Aydınlanma düşüncesi büyük ölçüde materyalist bir karaktere sahiptir. Ancak bu materyalizm, diyalektik değildir. Marksizm, materyalizme diyalektik boyutunu katarak felsefi bir devrim gerçekleştirmiştir.

• Aydınlanma, insanlığı belirli bir noktaya getirmiş ve radikal bir üst aşamaya sıçrama vizyonu yerine, sistem içi reformlar ve düzeltmelerle ilerlenebileceği fikrini benimsemiştir.

• Marx, Aydınlanma'nın bu temelini benimsemekle birlikte, onu durağanlığı ve diyalektikten yoksun olması nedeniyle eleştirmiştir. Materyalizm ile diyalektiği birleştiren öğreti Marksizmdir.

Diyalektik Mantık: Bütünsellik ve Hareket

Diyalektik, sıklıkla anlaşılamaz veya gizemli bir kavram olarak görülse de, özünde iki temel ilkeye dayanır: bütünsellik ve hareket. Olgulara, kendi iç bütünlükleri ve temsil ettikleri daha geniş bütünlük içinde ve sürekli bir değişim ve hareket halinde bakmak, diyalektik düşüncenin temelidir.

• Örnek: Aile Yapısı: Dört kişilik bir aile (anne, baba, iki çocuk) dışarıdan bakıldığında statik bir birim gibi görünebilir. Ancak diyalektik bir bakış, çocukların büyümesi, üniversiteye gitmesi, yeni ilişkiler kurması gibi süreçlerin aile içindeki tüm ilişkileri (karı-koca, ebeveyn-çocuk, kardeşler arası) sürekli olarak değiştirdiğini ve dönüştürdüğünü görür. Aile, statik değil, "hareket halindeki bir bütün" olarak kavranır.

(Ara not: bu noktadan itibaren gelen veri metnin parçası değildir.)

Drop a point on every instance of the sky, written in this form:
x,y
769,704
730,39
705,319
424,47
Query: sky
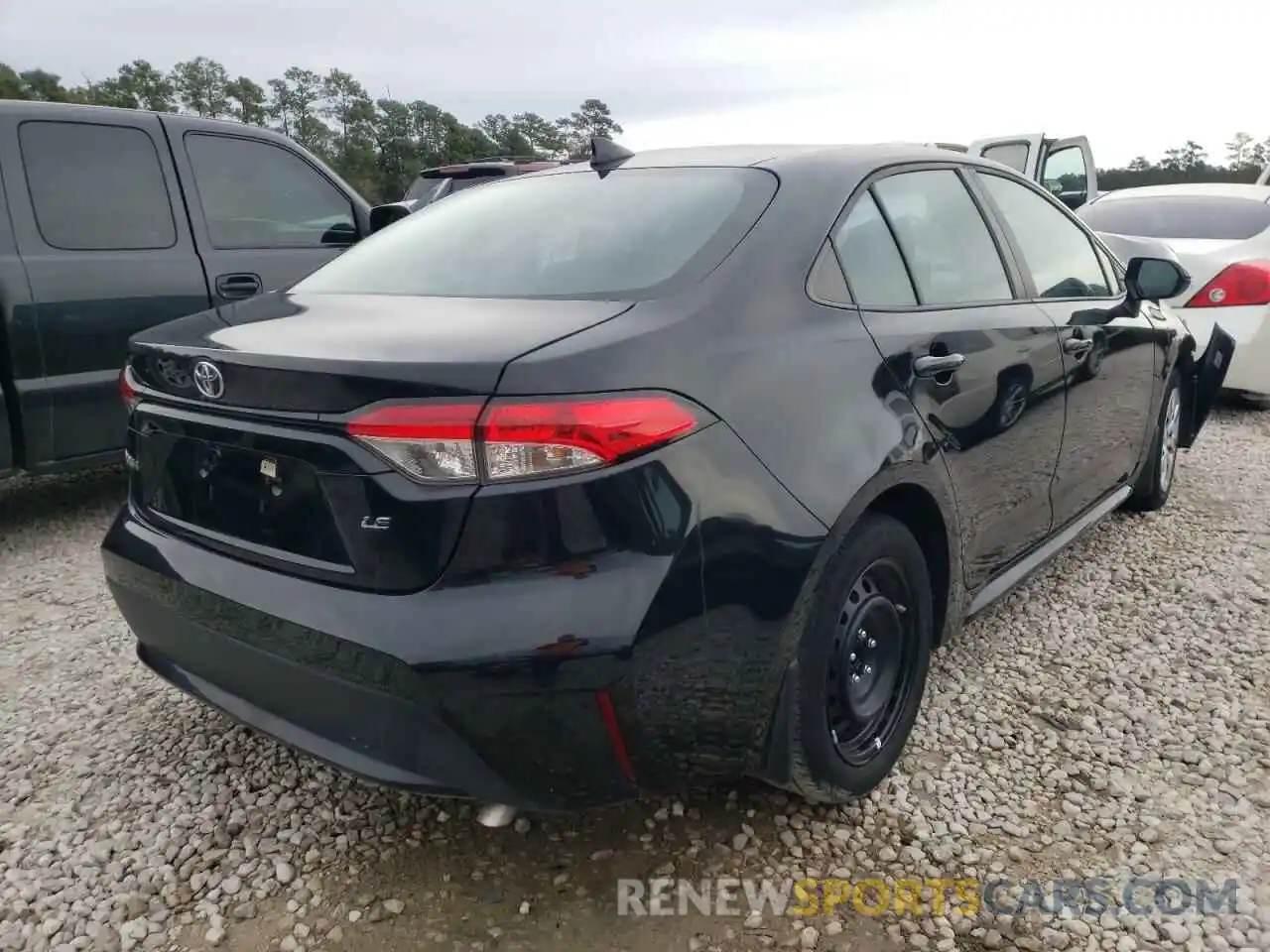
x,y
1137,76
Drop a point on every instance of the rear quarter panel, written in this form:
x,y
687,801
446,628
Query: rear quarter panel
x,y
807,393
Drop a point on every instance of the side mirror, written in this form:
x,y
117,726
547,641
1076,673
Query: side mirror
x,y
384,214
1155,278
341,234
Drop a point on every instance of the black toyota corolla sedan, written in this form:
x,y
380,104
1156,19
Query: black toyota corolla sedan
x,y
666,466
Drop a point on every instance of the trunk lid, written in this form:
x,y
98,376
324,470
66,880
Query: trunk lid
x,y
266,472
333,353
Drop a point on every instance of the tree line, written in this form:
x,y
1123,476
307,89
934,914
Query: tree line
x,y
1245,159
377,145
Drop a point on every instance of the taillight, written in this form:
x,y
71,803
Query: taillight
x,y
127,393
513,438
1237,286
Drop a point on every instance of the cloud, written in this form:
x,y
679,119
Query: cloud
x,y
744,70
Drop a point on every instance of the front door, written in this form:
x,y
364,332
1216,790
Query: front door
x,y
1111,349
103,239
983,368
263,214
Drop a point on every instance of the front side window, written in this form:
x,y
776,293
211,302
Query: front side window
x,y
257,194
96,188
945,240
634,232
1065,175
1056,249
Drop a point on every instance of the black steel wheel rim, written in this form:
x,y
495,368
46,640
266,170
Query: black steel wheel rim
x,y
873,665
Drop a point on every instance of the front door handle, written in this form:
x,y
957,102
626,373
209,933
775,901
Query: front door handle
x,y
933,366
235,286
1078,345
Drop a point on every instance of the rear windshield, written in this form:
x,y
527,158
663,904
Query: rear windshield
x,y
635,232
1218,217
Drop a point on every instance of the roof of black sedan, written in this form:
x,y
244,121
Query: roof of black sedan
x,y
785,158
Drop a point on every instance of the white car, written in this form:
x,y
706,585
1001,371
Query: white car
x,y
1219,232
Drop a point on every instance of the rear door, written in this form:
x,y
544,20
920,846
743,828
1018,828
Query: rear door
x,y
1111,349
1064,167
105,252
264,214
982,368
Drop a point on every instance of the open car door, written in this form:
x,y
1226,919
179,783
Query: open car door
x,y
1062,166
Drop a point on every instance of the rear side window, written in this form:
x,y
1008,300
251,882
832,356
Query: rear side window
x,y
635,232
949,249
257,194
96,188
870,259
1214,217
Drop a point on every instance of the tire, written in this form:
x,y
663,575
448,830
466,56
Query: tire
x,y
1160,471
1011,402
875,592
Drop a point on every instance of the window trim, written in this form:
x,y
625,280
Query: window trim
x,y
1029,278
35,208
284,149
961,169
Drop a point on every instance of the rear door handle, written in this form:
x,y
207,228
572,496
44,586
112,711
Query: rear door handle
x,y
934,366
234,286
1078,345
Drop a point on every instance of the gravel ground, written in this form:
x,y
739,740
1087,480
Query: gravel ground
x,y
1111,719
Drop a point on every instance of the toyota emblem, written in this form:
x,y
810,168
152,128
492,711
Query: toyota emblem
x,y
208,380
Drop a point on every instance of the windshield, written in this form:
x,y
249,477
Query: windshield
x,y
631,234
1214,217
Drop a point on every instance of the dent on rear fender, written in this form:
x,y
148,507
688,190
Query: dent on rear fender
x,y
701,685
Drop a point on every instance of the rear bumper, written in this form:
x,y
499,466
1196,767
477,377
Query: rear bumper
x,y
458,733
589,639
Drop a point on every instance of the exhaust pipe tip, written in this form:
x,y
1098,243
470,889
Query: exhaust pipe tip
x,y
495,815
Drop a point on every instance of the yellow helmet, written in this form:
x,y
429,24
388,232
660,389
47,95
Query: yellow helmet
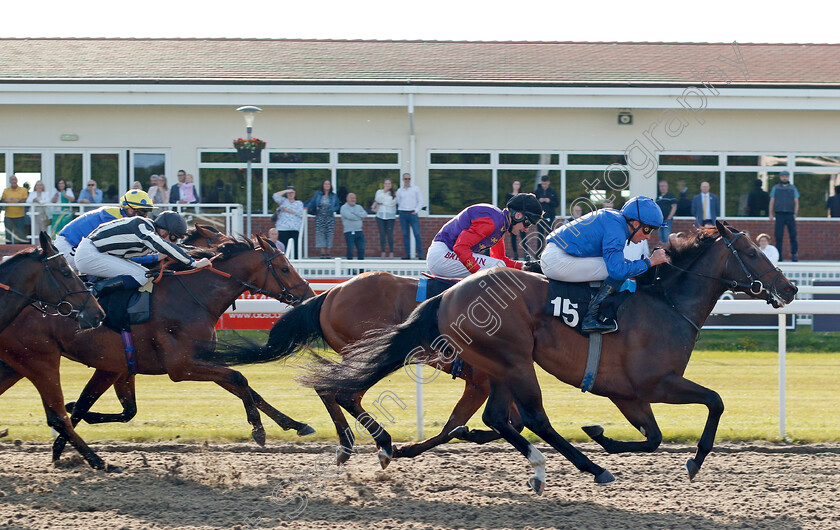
x,y
137,199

Senkronik ve Diyakronik Analiz

Diyalektik perspektif, herhangi bir durumun analizinde iki farklı zaman boyutunu birleştirmeyi gerektirir:

1. Senkronik (Eş Zamanlı) Çözümleme: Bir olgunun belirli bir andaki durumunu, tüm bileşenleriyle birlikte analiz etmektir. Örneğin, Türkiye'nin bugünkü siyasi durumunu incelerken AKP, CHP, HDP gibi partilerin anlık pozisyonlarını ve niyetlerini değerlendirmek senkronik bir analizdir.

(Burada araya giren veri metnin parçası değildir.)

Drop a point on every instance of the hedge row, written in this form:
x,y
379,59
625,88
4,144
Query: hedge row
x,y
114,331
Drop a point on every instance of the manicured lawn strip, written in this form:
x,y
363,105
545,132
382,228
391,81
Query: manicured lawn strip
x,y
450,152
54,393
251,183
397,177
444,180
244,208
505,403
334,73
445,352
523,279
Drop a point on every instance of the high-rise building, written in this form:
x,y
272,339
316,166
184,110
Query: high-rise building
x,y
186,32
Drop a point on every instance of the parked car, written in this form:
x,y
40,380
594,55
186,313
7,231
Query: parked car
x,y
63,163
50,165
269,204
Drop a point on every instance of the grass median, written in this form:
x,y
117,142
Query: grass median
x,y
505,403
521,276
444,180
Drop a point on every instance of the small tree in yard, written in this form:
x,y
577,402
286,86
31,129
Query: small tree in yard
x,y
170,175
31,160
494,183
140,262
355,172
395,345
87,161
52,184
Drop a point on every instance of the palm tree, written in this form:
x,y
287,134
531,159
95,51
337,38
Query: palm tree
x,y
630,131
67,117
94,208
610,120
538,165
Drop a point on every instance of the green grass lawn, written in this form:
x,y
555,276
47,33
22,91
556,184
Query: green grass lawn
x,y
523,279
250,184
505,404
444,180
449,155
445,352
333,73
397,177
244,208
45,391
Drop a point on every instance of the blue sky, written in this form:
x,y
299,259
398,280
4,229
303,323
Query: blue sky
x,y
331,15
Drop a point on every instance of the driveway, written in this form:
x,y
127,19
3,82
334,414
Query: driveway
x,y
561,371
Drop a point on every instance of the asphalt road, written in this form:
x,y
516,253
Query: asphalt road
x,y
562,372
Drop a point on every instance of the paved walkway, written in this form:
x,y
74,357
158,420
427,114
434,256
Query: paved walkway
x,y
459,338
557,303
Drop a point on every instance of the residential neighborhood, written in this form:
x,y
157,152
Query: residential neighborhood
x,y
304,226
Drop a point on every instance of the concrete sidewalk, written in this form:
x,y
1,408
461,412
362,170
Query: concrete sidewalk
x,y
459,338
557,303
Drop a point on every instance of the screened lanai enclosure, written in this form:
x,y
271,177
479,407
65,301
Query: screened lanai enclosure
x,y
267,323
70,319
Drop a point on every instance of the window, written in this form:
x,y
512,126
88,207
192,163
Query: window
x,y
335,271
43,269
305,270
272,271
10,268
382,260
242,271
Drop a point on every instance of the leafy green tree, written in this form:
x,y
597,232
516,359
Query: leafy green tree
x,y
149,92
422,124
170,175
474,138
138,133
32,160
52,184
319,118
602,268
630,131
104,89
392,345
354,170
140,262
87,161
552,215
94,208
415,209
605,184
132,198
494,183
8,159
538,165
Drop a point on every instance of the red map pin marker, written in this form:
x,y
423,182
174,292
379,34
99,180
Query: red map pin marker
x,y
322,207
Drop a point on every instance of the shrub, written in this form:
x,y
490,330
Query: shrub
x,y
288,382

2. Diyakronik (Ardışık Zamanlı) Çözümleme: Senkronik analize tarihsel süreç boyutunu eklemektir. Aynı siyasi partilerin nereden gelip nereye evrildiğini, tarihsel gelişimlerini ve gelecekteki potansiyel yörüngelerini analize katmak, çözümlemeyi daha derin ve tatmin edici kılar.

Yalnızca senkronik analize dayanan bir çözümleme, ne kadar derin olursa olsun, tarihsel boyuttan yoksun olduğu için yetersiz kalacaktır.

Marksist Analizin Yedi Temel Alanı

Çulhaoğlu, Marksist öğretinin odaklandığı yedi temel alanı sıralayarak her birindeki kritik noktalara değinmektedir.

Alan

Temel Kavram ve Argümanlar

1. Sınıflar ve Sınıf Mücadelesi

Taşıyıcı Unsur Sınıf Mücadelesidir: Üretici güçler ile üretim ilişkileri arasındaki çelişki ne kadar derinleşirse derinleşsin, bu çelişki sınıf mücadeleleri tarafından taşınmadığı sürece kapitalizmden başka bir topluma geçiş mümkün değildir. Teknolojik gelişmelerin kendi başına sosyalizmi getireceği fikri, kolaycı ve Marksist olmayan bir yaklaşımdır.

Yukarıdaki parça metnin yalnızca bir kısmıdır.